The periodic table suggested in 1913 classifies elements based on their nature. You’ll see some groups that need one electron, some will need two, and some are full as well. Group 1 is Alkali metals which tends to donate one electron to reach a stable state.

Alkaline earth metals are generally those elements that tend to give two electrons to these elements that need exactly two elements. Elements like calcium, beryllium, magnesium have two electrons in their valence shell which they can donate to those who need two elements.

If we see a compound, CaO, which is known as calcium oxide. Here we can see oxygen has 6 electrons in its valence shell and needs two more to complete its octet. However, at the same time, the calcium has 2 electrons in his valence shell and needs to donate two to stabilize himself. So they come together to form a bond that is in favour of both stabilizing each other.

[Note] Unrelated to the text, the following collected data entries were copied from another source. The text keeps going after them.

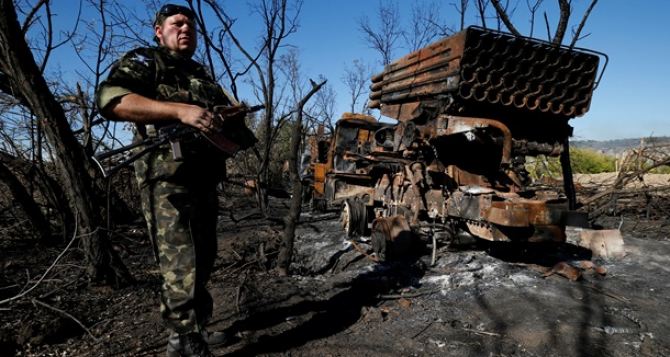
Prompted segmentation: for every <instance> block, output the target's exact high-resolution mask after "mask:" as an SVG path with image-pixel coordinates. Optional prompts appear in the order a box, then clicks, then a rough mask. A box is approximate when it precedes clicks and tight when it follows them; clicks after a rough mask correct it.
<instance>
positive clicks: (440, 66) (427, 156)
mask: <svg viewBox="0 0 670 357" xmlns="http://www.w3.org/2000/svg"><path fill="white" fill-rule="evenodd" d="M599 55H600V54H598V53H595V52H591V51H588V50H575V49H571V48H567V47H561V46H555V45H552V44H550V43H547V42H542V41H538V40H535V39H530V38H523V37H516V36H512V35H510V34H506V33H502V32H497V31H491V30H486V29H483V28H478V27H470V28H468V29H466V30H464V31H462V32H460V33H457V34H455V35H453V36H451V37H447V38H444V39H442V40H440V41H438V42H435V43H433V44H431V45H429V46H427V47H425V48H422V49H420V50H418V51H416V52H413V53H410V54H409V55H407V56H405V57H403V58H400V59H399V60H397V61H395V62H393V63H391V64H389V65H387V66H386V67H385V68H384V71H383V72H381V73H379V74H377V75H375V76H373V77H372V85H371V94H370V101H369V107H370V108H374V109H379V110H380V112H381V114H382V115H383V116H385V117H389V118H393V119H395V120H396V121H397V124H387V123H382V122H379V121H377V120H376V119H375V118H373V117H370V116H367V115H361V114H349V113H347V114H345V115H343V117H342V119H340V120H339V121H338V122H337V126H336V129H335V132H334V133H333V135H332V137H331V138H330V139H329V140H328V139H327V138H323V137H321V138H316V139H314V142H313V145H312V146H313V149H314V150H315V152H314V153H313V155H312V158H313V164H312V169H313V174H314V187H313V190H314V202H315V203H316V204H317V206H321V207H323V206H328V207H341V210H342V222H343V227H344V229H345V230H346V231H347V233H348V234H349V235H357V234H363V235H367V234H369V233H372V238H373V246H375V249H376V250H380V251H378V252H377V253H379V254H380V255H381V256H382V257H383V255H384V253H385V252H384V251H383V250H384V249H386V248H385V247H387V244H385V242H389V241H395V240H396V239H397V238H398V237H399V236H402V235H403V234H404V233H403V232H406V231H407V230H408V229H412V230H424V231H429V232H430V233H431V234H433V235H440V234H448V235H454V234H466V235H471V236H474V237H477V238H482V239H487V240H492V241H511V240H528V241H538V240H554V241H562V240H564V239H565V233H564V228H565V225H566V220H568V219H571V218H570V217H571V215H573V214H574V213H573V211H571V209H574V203H575V202H574V189H573V187H572V174H571V170H570V163H569V156H568V155H569V153H568V151H567V148H568V138H569V137H570V136H571V134H572V127H571V126H570V125H569V123H568V122H569V120H570V119H572V118H574V117H577V116H581V115H583V114H584V113H586V112H587V111H588V109H589V105H590V101H591V96H592V92H593V90H594V88H595V85H596V80H597V75H598V65H599V60H600V56H599ZM538 155H546V156H555V157H561V163H562V166H563V173H564V182H565V189H564V190H561V192H558V191H557V190H555V189H546V188H541V187H539V186H534V185H533V183H532V182H531V179H530V177H529V173H528V172H527V171H526V168H525V163H526V160H527V158H528V157H534V156H538ZM370 230H371V232H370ZM380 239H381V240H385V242H383V241H379V240H380ZM376 240H377V242H375V241H376Z"/></svg>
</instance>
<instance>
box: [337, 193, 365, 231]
mask: <svg viewBox="0 0 670 357" xmlns="http://www.w3.org/2000/svg"><path fill="white" fill-rule="evenodd" d="M367 216H368V215H367V207H366V206H365V205H364V204H363V202H361V200H359V199H358V198H355V199H352V198H348V199H346V200H345V201H344V204H343V205H342V213H341V214H340V221H341V222H342V229H344V231H345V232H346V233H347V236H348V237H357V236H361V235H365V233H366V231H367V228H368V218H367Z"/></svg>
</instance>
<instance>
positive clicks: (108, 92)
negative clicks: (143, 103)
mask: <svg viewBox="0 0 670 357" xmlns="http://www.w3.org/2000/svg"><path fill="white" fill-rule="evenodd" d="M130 93H133V91H131V90H130V89H128V88H123V87H119V86H100V89H98V97H97V101H96V104H97V105H98V108H99V109H100V110H101V111H103V110H104V109H105V107H107V105H108V104H109V103H111V102H112V101H114V100H115V99H118V98H121V97H123V96H124V95H126V94H130Z"/></svg>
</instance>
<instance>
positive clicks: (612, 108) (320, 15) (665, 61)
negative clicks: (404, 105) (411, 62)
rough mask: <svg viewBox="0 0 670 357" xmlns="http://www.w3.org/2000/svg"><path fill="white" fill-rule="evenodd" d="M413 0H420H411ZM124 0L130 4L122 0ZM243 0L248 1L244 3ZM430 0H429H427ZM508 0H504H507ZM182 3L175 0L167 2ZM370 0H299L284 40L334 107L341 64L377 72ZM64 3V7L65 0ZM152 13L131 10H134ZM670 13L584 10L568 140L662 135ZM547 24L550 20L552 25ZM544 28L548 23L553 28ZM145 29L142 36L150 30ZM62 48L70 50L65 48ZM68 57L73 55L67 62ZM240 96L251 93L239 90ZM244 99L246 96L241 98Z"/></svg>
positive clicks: (640, 11) (403, 7)
mask: <svg viewBox="0 0 670 357" xmlns="http://www.w3.org/2000/svg"><path fill="white" fill-rule="evenodd" d="M416 1H421V0H416ZM123 2H125V3H128V4H133V5H132V6H139V5H137V3H136V2H133V1H130V0H127V1H123ZM249 2H253V0H252V1H249ZM249 2H247V1H238V0H235V1H232V0H229V1H224V4H225V6H226V8H227V9H228V10H229V11H230V13H231V14H233V16H235V17H236V18H237V21H236V23H235V25H234V26H235V27H234V28H235V31H236V33H238V34H239V36H240V37H241V39H242V40H243V41H246V43H248V44H249V45H252V44H253V43H254V38H255V37H256V36H257V35H258V33H259V31H260V30H261V25H260V24H259V23H258V20H257V19H255V18H254V17H253V16H252V15H251V14H250V12H249V10H248V7H247V4H248V3H249ZM429 2H430V1H429ZM453 2H455V1H453V0H443V1H440V0H437V1H432V2H431V3H434V4H436V6H435V11H436V12H438V13H439V14H440V16H441V17H442V19H444V20H445V21H447V22H448V23H450V24H455V23H456V18H457V14H456V13H455V11H454V9H453V7H452V6H451V5H450V4H451V3H453ZM513 2H514V1H513V0H512V3H513ZM68 3H70V2H69V1H62V2H56V4H55V10H54V11H55V12H56V13H59V12H60V16H57V19H62V20H63V21H65V19H67V18H68V17H67V16H63V14H64V13H66V12H68V11H70V12H71V11H72V10H67V9H71V7H68V5H67V4H68ZM174 3H182V4H183V1H174ZM378 3H379V2H378V1H373V0H338V1H327V0H305V1H304V4H303V8H302V16H301V18H300V28H299V29H298V32H297V33H296V34H294V35H292V36H291V37H290V38H289V39H288V41H287V43H288V44H291V45H293V46H296V47H297V48H298V49H299V51H300V60H301V64H302V68H303V71H304V74H305V77H307V78H317V77H318V76H319V75H323V76H325V77H326V78H327V79H328V80H329V84H330V85H332V86H333V88H334V89H335V91H336V92H337V93H338V102H337V103H338V104H337V109H336V112H337V113H338V114H337V115H338V116H339V113H342V112H344V111H347V107H348V104H349V99H348V93H347V90H346V87H345V86H344V84H343V83H342V80H341V78H342V76H343V74H344V70H345V68H346V66H349V65H350V64H351V62H352V61H353V60H354V59H362V60H363V61H365V62H367V63H369V64H370V65H371V66H372V68H373V72H375V73H376V72H379V71H381V70H382V66H381V64H380V63H379V55H377V54H376V53H375V52H374V51H373V50H371V49H369V48H368V46H367V44H366V43H365V42H364V41H363V39H362V35H361V33H360V31H359V29H358V20H359V19H360V18H361V17H362V16H365V15H366V14H367V15H368V17H369V18H370V19H371V20H373V21H374V20H375V18H374V15H375V11H376V8H377V7H378ZM545 3H547V5H546V8H547V13H548V16H549V19H550V21H554V22H553V23H552V24H555V21H556V19H557V6H556V5H555V1H554V0H545ZM589 3H590V0H573V5H574V7H575V9H574V15H573V18H572V22H571V23H573V22H574V23H575V24H576V23H577V22H578V21H579V20H580V19H581V13H582V12H583V9H584V7H585V6H587V5H588V4H589ZM398 4H399V7H400V11H401V17H402V21H404V23H407V22H408V21H409V9H410V7H411V4H412V1H408V0H405V1H398ZM70 5H72V4H71V3H70ZM143 12H146V13H147V14H148V13H150V12H153V10H149V9H146V8H140V9H138V12H137V15H138V16H141V15H142V13H143ZM668 14H670V1H666V0H640V1H630V0H600V1H599V2H598V4H597V6H596V7H595V10H594V11H593V13H592V14H591V17H590V18H589V21H588V22H587V25H586V27H585V29H584V31H583V34H586V33H590V35H589V36H588V37H586V38H585V39H583V40H582V41H580V42H579V43H578V46H580V47H584V48H589V49H593V50H596V51H600V52H604V53H606V54H607V55H608V56H609V59H610V62H609V65H608V67H607V70H606V72H605V75H604V77H603V80H602V82H601V84H600V87H599V88H598V89H597V90H596V92H595V94H594V97H593V100H592V102H591V109H590V111H589V112H588V113H587V114H586V115H585V116H583V117H580V118H576V119H574V120H572V121H571V122H570V123H571V125H572V126H574V127H575V137H574V139H579V140H583V139H594V140H607V139H619V138H632V137H641V136H649V135H653V136H670V125H668V123H669V121H668V119H669V116H668V114H667V111H666V108H665V105H666V104H668V103H669V102H670V89H669V88H670V87H669V85H668V82H670V69H669V66H668V65H667V62H668V58H670V36H669V35H670V30H668V26H667V24H666V21H667V18H668ZM474 16H475V14H474V8H472V9H470V16H469V23H470V24H474V22H475V21H476V19H475V18H474ZM528 18H529V17H528V13H527V9H526V1H525V0H519V1H518V3H517V11H516V12H515V14H514V16H513V21H514V22H515V25H516V26H517V27H518V28H519V29H520V30H521V31H522V32H524V33H525V34H527V31H528V22H529V21H528ZM554 26H555V25H554ZM554 26H552V28H553V27H554ZM150 31H151V30H150V29H147V30H146V33H147V36H150V35H151V32H150ZM535 32H536V34H537V33H543V34H544V33H546V30H545V29H544V23H543V22H540V23H539V24H536V29H535ZM68 51H69V52H70V53H68ZM71 52H72V51H71V48H68V47H65V46H64V47H62V48H60V49H59V50H58V53H56V54H55V57H54V59H53V60H52V62H54V63H53V64H54V65H57V64H56V63H55V62H56V61H60V62H61V63H59V64H58V66H59V67H61V68H63V69H64V70H67V63H64V62H68V59H72V56H73V55H72V53H71ZM407 53H408V50H407V49H402V48H400V49H398V50H396V51H395V58H399V57H402V56H404V55H405V54H407ZM70 62H72V63H76V61H75V60H73V61H70ZM240 86H241V87H242V88H241V90H240V93H241V94H242V96H245V93H247V94H246V95H248V96H251V95H250V93H249V88H244V86H245V85H244V84H243V83H241V84H240ZM247 99H251V98H247Z"/></svg>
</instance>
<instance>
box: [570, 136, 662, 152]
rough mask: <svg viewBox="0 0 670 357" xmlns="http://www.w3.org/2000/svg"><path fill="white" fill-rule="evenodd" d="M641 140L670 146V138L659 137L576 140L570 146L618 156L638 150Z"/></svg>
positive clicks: (654, 143) (570, 142)
mask: <svg viewBox="0 0 670 357" xmlns="http://www.w3.org/2000/svg"><path fill="white" fill-rule="evenodd" d="M641 140H644V142H645V143H646V144H647V145H649V144H668V145H670V136H659V137H651V138H637V139H616V140H604V141H596V140H575V141H571V142H570V145H571V146H573V147H577V148H587V149H593V150H596V151H599V152H602V153H604V154H607V155H617V154H620V153H621V152H623V151H624V150H626V149H630V148H636V147H639V146H640V142H641Z"/></svg>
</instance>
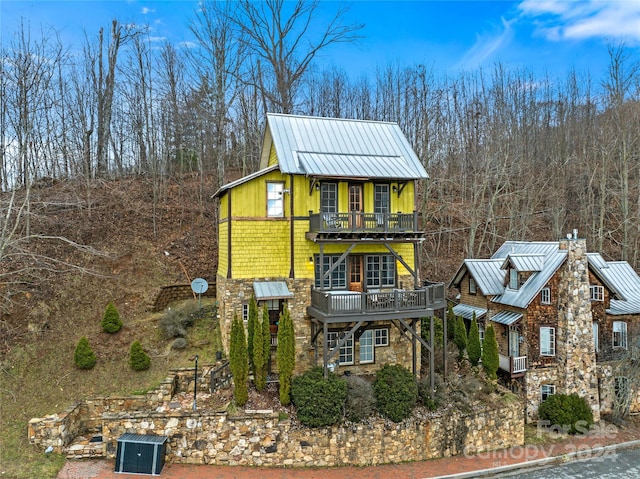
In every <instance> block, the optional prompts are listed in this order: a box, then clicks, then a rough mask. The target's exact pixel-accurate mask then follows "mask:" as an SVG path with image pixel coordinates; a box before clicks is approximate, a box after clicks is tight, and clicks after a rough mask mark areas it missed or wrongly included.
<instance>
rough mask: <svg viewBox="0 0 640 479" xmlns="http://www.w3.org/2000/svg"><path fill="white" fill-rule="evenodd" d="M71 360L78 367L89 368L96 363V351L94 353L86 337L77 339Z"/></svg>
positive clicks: (82, 367) (82, 368) (80, 367)
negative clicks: (73, 362) (75, 362)
mask: <svg viewBox="0 0 640 479" xmlns="http://www.w3.org/2000/svg"><path fill="white" fill-rule="evenodd" d="M73 360H74V361H75V362H76V366H78V367H79V368H80V369H91V368H93V367H94V366H95V365H96V360H97V358H96V353H94V352H93V349H91V346H89V341H87V338H85V337H82V338H80V341H78V344H77V345H76V352H75V353H74V355H73Z"/></svg>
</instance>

Alkaline earth metals have a pH of more than 7 turning red litmus paper into the blue. Alkaline earth metals form +2 cations, and this positive sign indicates that the donation of two electrons has performed. Also, alkaline metals have high ionisation energy because it’s easy to donate one electron, but a donation of a second electron takes lots of energy.

Main Differences Between Alkali and Alkaline 2

  1. The alkali metals have less ionisation energy, while the Alkaline metals have high ionisation energy.
  2. The alkali metals are soft by nature, while the Alkaline metals are hard since they’re found on earth.
  3. Alkali metals have a larger atomic radius, while Alkaline metals have a low atomic radius.
  4. Alkali metals have one extra electron in their valence shell, while alkaline metals have 2 extra electrons.
  5. Alkali metals like lithium, sodium, potassium and Alkaline metals like calcium, beryllium, magnesium.


Whether an element gives electrons or accepts them, the destination remains the same. To find stability either by donation or by forming covalent bonds. The periodic table is all about those elements that have extra electrons, deficiency of electrons, and those that have a full octet.

Full octet elements are those which doesn’t react with anyone and are already stable. Examples like helium, argon, xenon have complete octets and don’t require any electron. And we can say their ionisation energy is very high among all the elements since it’s very tough to pull out electrons from the last shell.